Second, because much of this debt is backed by land owned by the local governments, a decline in land prices could wipe out some of the collateral on the bonds.

"Since many local governments use land as collateral for their debt, a potential fall in China's property market will pose huge risks to them," said Terry Gao, a senior analyst at Fitch Ratings.

That puts Beijing in a difficult situation. If it continues to try to push down property prices, which have been climbing rapidly, it risks leaving itself saddled with more bad debt from local governments.

In Qiannan Prefecture, income from land sales fell by more than 40% in each of the past two years, according to a report by Chinese bond-rating firm Pengyuan Credit Rating Co., citing data it obtained from the local government.

The last big concern is that governments spent the proceeds of the bonds on unnecessary projects that are unlikely to boost local growth, which would make it harder to pay off the bonds.

Beijing has sent a number of inspection teams around the country to tally the outstanding debt, and the results of the survey, which is widely expected to be released late this month or early next month, will likely serve as a key factor in new economic policies to be unveiled at the next Communist Party meeting in November.

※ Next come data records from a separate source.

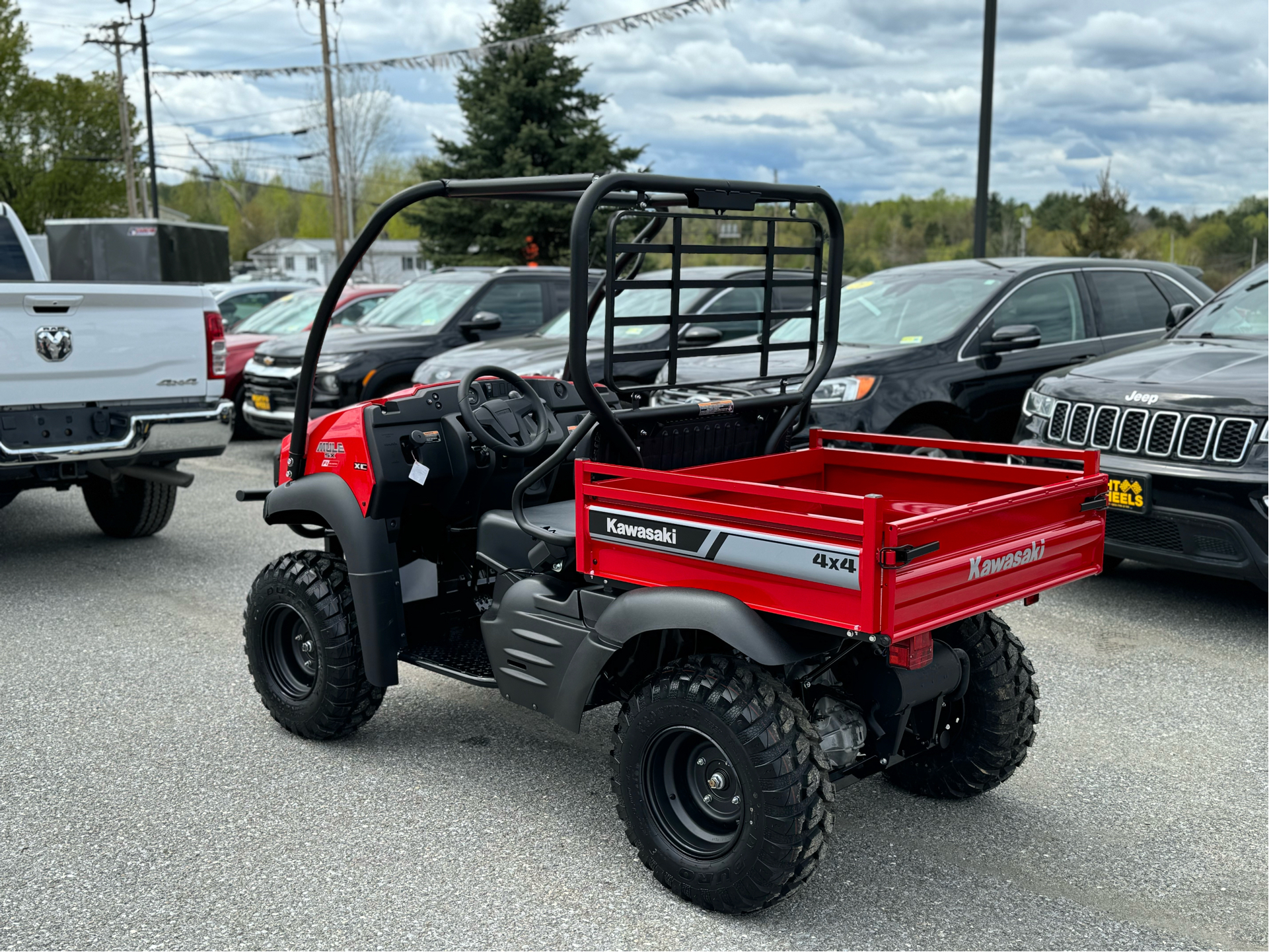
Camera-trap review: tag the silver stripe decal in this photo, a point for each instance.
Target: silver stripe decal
(739, 548)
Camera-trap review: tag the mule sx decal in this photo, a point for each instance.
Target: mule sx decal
(739, 548)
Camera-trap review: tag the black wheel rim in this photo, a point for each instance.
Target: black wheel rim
(693, 791)
(289, 653)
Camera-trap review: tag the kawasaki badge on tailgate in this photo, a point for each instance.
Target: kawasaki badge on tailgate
(740, 548)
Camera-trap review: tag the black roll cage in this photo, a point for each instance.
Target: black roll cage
(631, 191)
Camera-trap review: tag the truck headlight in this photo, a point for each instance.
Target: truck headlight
(1038, 405)
(843, 390)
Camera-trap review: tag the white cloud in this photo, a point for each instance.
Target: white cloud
(868, 99)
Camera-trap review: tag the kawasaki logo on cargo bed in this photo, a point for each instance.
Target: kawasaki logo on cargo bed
(980, 566)
(740, 548)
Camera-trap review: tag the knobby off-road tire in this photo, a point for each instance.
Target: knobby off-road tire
(999, 716)
(303, 646)
(127, 507)
(749, 730)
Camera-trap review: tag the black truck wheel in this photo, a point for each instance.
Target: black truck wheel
(127, 507)
(721, 784)
(997, 716)
(303, 646)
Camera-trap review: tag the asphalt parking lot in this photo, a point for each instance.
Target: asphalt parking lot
(149, 801)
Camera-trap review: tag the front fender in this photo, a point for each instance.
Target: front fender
(369, 555)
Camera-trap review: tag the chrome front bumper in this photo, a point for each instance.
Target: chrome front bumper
(168, 432)
(279, 423)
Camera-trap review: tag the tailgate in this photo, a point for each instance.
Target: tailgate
(114, 342)
(993, 552)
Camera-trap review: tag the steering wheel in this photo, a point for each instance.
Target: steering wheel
(509, 418)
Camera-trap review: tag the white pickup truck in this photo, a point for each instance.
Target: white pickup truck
(106, 386)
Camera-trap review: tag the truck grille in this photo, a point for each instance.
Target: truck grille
(1160, 433)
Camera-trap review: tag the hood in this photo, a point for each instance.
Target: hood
(850, 357)
(1184, 373)
(351, 339)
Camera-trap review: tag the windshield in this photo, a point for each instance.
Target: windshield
(1239, 311)
(632, 303)
(428, 303)
(909, 307)
(287, 315)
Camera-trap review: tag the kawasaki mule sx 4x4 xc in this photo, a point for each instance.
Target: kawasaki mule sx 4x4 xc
(776, 624)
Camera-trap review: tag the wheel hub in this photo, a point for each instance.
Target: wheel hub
(694, 792)
(289, 653)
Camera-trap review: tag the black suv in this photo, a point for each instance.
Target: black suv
(1180, 424)
(442, 310)
(949, 348)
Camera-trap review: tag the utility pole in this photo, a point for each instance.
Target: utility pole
(989, 70)
(150, 120)
(129, 176)
(337, 211)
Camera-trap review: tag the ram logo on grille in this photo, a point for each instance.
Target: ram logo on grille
(981, 566)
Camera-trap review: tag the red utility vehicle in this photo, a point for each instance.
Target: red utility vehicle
(289, 315)
(776, 625)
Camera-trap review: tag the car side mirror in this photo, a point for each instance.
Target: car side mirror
(1177, 314)
(479, 322)
(701, 336)
(1014, 337)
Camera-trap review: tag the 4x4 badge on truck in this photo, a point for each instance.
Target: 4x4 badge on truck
(54, 343)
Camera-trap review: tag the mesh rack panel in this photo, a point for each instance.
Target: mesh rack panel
(777, 234)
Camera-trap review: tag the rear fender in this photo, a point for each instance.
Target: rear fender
(371, 558)
(657, 608)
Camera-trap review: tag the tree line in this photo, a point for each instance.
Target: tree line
(527, 113)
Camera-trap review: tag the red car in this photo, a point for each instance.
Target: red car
(289, 315)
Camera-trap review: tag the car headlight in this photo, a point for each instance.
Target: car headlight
(1038, 404)
(843, 390)
(337, 362)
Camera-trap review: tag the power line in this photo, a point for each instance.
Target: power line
(209, 23)
(454, 57)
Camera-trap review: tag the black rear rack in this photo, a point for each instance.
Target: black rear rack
(639, 194)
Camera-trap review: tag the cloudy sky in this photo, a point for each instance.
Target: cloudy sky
(868, 99)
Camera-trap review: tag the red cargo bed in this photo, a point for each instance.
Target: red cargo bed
(876, 542)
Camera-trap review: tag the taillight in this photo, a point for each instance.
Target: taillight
(914, 653)
(215, 326)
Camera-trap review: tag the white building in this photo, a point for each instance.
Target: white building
(388, 262)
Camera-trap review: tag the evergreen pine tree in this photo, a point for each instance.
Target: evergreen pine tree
(1106, 226)
(526, 114)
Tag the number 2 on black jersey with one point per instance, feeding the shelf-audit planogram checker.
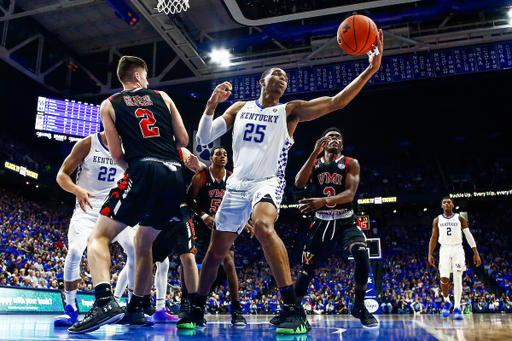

Local government financing vehicles don't rely completely on the bond market to raise money. They have borrowed 9.59 trillion yuan ($1.57 trillion) from banks through the first quarter of this year, according to the latest data available from China's banking regulator and state auditor.

Regulators slowed the pace of that lending, which led the borrowers to turn to bonds and, more recently, to China's so-called shadow banking system, where they have borrowed an estimated 2.39 trillion yuan through the end of the second quarter, more than double the amount from a year earlier. Shadow banking consists of wealth-management products and other products sold to investors, often arranged by banks but not included on their balance sheets.